IT'S A QUATTRO
Last summer, I spent twelve weekends sleeping outside. So when my friend Bryan
asked if I’d break my own record this year and go camping one last time, I agreed. Why not? We knew it would be cold. We knew it might be uncomfortable. But we never would’ve guessed it would be the most intense weekend of them all.
It began in true adventure fashion. Pick a spot on Google Maps, tie in a new mountain bike trail, and figure out how to link the two. The answer was Coffee Cup Road through White River National Forest, with an estimated drive time of two hours for only 27 miles. I left my F150 at home in favor of Bryan’s zoom-y Audi, knowing full well it might be a huge mistake on a high mountain road in the mid-October weather.
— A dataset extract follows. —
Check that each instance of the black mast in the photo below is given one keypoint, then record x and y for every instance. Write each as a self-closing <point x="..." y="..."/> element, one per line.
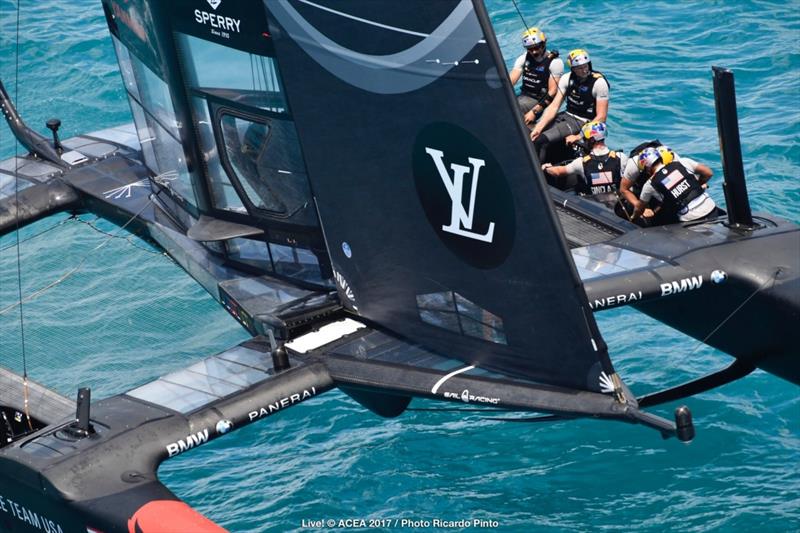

MOUNTAINS BEYOND MOUNTAINS
Like any good road in Colorado, the views from Coffee Cup did not disappoint. We listened to Bruce Hornsby while dodging potholes and puddles and eventually made it all the way to our destination—Heart Lake. We were greeted with bald eagles coasting on arctic winds that nearly blew us back to Boulder. Weighing our options, we decided to stay. Despite the wind, the sun was still shining and we felt like we were on top of the world.
ONWARDS TO CAMP
In an attempt to find shelter from the gale-force gusts, and with a bit of an appetite for adventure, we decided to cross a 15-foot fjord to arrive at what we later dubbed Necker Island (obviously due to its tropical nature). We parked the Audi a quarter mile or so away, and loaded up. Since this was intended to be a car camping trip, it took a few walks through the frigid water to get it all across (all of which Bryan braved). We then kicked back and enjoyed the night on our private island, hammock, pumpkin beers, and campfire included.
THEN WE WOKE UP
…and things had changed. The winds from the evening before had blown in an early season storm, a full half-day ahead of the weather forecast. Trying not to panic and instead enjoy the situation, we made coffee. By the time we decided to bolt back to the car, three more inches had stuck to the beach. The wind was not abating. Photos were hard to take thanks to numb fingers. We later found out it was only 23˚ (not factoring in the incessant wind).
Errantly wondering what normal people do on the weekends, we stuffed all possible items into our bulging packs for the trek back to the mainland. If you recall, we still had one insurmountable obstacle ahead—a frigid water crossing that mandated we take off our wool socks, step in snow, walk through icy water, and step in snow again before getting our boots back on. It had also begun to cross my mind that getting back down the 27 miles of rough road might pose an issue for our low-clearance V8. Bryan cheerily reminded me in his South African accent, It’s a Quattro!
CRANK THE SEAT HEATERS
We made it. But not without frozen fingers and toes and some seriously tense emotions on my part. Luckily, I’d left some donuts in the car and as soon as we got the seat heaters turned up, all was well. It took three hours to make it back to pavement, due in part to a slow-moving flock of 400 sheep and the slipperiest, muddiest switchbacks you’ve ever seen. We stopped on the way to check out Deep Creek, a hike-able 1,200 foot deep canyon that, needless to say, we would not be hiking. Fish tacos and the rest of the Broncos game was calling our names, and for me, the warmth of the oncoming winter season spent indoors. At least when it’s snowing.